RU2332386C2 - Furnace burden for firebrick production - Google Patents

Abstract

FIELD: chemistry.

SUBSTANCE: invention relates to the technology of complex processing of manufacturing wastes in order to prepare refractory and constructional materials, precisely meant for processing of the broken piece ''Dinas''. The furnace burden for refractory brick production consists of a filler material, sodium water glass according to dry residue, microsilica metallurgic wastes with SiO₂ > 80% and water, it also contains the broken piece of Dinas and aluminium oxide as the filler material, the weight ratio of the components is following: broken piece of dinas - 100.0; aluminium oxide - 3.0-15.0; sodium water glass according to dry residue - 2.5-2.7, water - 4.0-10.0.
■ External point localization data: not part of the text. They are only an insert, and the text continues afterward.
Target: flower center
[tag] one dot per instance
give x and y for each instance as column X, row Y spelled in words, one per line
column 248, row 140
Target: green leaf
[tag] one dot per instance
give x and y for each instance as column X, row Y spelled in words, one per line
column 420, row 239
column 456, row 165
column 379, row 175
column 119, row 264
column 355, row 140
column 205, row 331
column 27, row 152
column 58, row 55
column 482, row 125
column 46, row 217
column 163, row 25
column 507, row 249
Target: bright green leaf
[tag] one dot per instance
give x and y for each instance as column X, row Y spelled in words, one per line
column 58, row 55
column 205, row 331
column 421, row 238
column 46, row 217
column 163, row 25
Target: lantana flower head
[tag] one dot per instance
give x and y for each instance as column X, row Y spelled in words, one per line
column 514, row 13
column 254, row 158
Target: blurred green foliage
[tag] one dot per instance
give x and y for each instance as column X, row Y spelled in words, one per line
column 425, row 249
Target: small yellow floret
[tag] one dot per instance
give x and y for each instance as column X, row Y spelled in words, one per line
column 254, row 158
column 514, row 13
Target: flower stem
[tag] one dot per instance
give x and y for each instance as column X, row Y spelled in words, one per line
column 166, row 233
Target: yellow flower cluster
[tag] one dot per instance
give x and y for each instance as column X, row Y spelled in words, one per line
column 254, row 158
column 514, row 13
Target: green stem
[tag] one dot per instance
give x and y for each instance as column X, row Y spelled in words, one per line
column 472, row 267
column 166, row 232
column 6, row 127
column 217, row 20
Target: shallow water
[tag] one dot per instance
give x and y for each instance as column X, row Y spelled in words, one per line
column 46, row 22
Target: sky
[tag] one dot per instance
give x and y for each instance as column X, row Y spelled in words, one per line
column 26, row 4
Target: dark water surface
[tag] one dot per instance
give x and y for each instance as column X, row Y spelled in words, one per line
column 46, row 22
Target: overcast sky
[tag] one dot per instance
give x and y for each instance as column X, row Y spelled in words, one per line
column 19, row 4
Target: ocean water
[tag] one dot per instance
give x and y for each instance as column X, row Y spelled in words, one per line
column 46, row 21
EFFECT: strength enhancement and simplification of refractory products manufacturing.

1 ex, 4 tbl

Description

The invention relates to a technology for the integrated processing of industrial waste and secondary raw materials with the aim of obtaining building and refractory materials, namely, the processing of refractory scrap brand "Dinas".

A known method of producing a mixture for unburned refractory products, including grinding a silicate block with a refractory aggregate, mixing them at a temperature of 80-90 ° C, mixing the mass with water at the same temperature. Refractory products are then obtained by molding at a pressure of 40 MPa, the products are dried at a temperature of 250-300 ° C for 1-2 hours (A.S. No. 1701693, С04В 28/24, С04В 40/40, BI No. 48, 21.06. 91) [1].

The method requires preliminary joint grinding and heating of the molding sand (mixture).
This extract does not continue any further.